Battling for recognition in Africa

Taiwan is not widely recognized as an independent state and its international situation is becoming dire. Given Gambia’s recent announcement of breaking off diplomatic ties, Taiwan’s increasing marginalization in Africa is a great cause of concern. The last country to break ties with Taiwan was another African nation, Malawi in 2008. There are only a few African countries that still recognize a self-ruled Taiwan: Swaziland, Burkina Faso, and São Tomé and Príncipe.

Interestingly, Gambia isn’t the only African nation that has recently announced a change in its diplomatic relationship with China. São Tomé and Principe is collaborating with China to open a trade mission to promote a new cooperation deal, 16 years after relations were broken off between the two nations. Prime minister Gabriel Arcanjo Ferreira assured its ally that it would not affect the country’s relationship with Taiwan but there is still widespread speculation.

Africa was once a diplomatic battleground for both China and Taiwan. But since China’s successful push to curtail Taiwan’s diplomatic influence in the region, those days seem long gone.

Burkina Faso, Swaziland, and São Tomé and Principe might not be the kind of allies a democratic Taiwan would hope for, but the isolated island doesn’t have the leverage to be selective. The majority of Taiwan’s remaining 22 allies are located in the Global South. Taiwan needs to maintain its three allies in Africa, so not to affect the development of cross-strait relations and Beijing’s push to reunify the country.

Taiwan has provided substantial support to maintain ties with its allies. São Tomé and Principe and Taiwan enjoy bilateral cooperation projects in various industries as well as programs to fight malaria. In Burkina Faso, Taiwan is a major stakeholder in their cotton export industry, and also provides millions in foreign aid annually. In Swaziland, Taiwan’s development projects and investments over time have been estimated at roughly US $90 million.

It’s practically impossible for Taiwan’s 23 million people to engage with China in dollar diplomacy to retain its diplomatic allies. But Taiwan might not have to. The question how Taiwan stays afloat still largely relies on how China’s narrative unfolds in the region.

Chinese companies have pumped billions into Africa but it hasn’t always been a win-win situation. In Zambia, we saw corruption and labor abuses as part of the government’s lucrative deals with Chinese managers. President Michael Sata won elections in 2011 in large part because of anti-Chinese sentiment in the country. It also spread to other segments of the continent. Africans have also complained of the unequal trade imbalance, Chinese control of local African industries, and a growing sentiment that China is only in the region to exploit resources.

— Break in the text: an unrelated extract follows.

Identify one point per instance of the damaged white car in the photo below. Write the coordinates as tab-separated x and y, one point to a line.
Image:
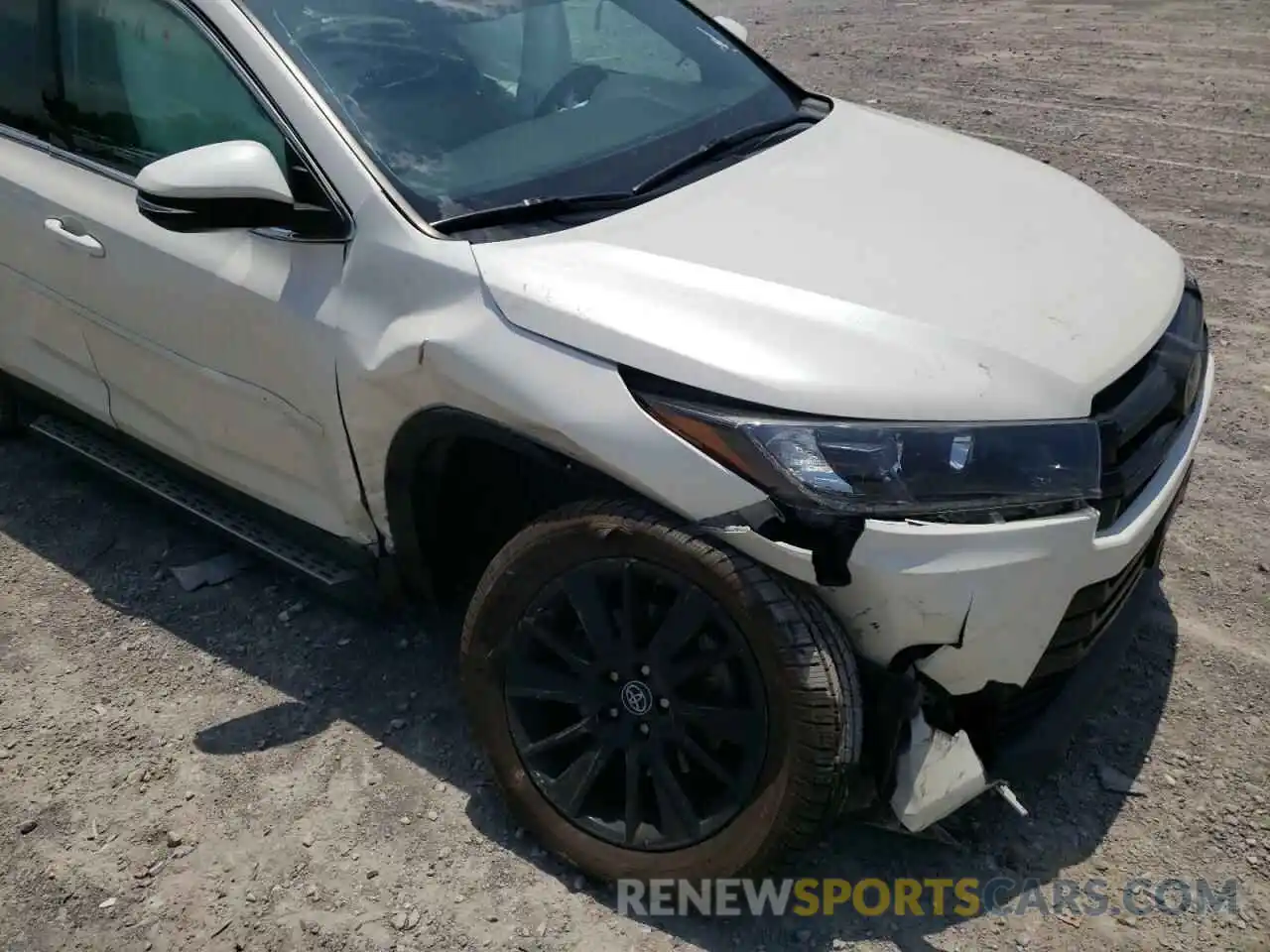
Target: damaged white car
789	458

Not China’s exclusive region

Chinese managers and workers in today’s African colonies evoke memories of cantonments of British colonial India. If China can’t properly mend its image as an impending imperialist presence in the region, Taiwan’s few yet important remaining allies will reaffirm their ties with the small island. China’s relationship with African nations is not set in stone. Like all relationships, they can either strengthen or falter. Africa is not China’s exclusive region just yet.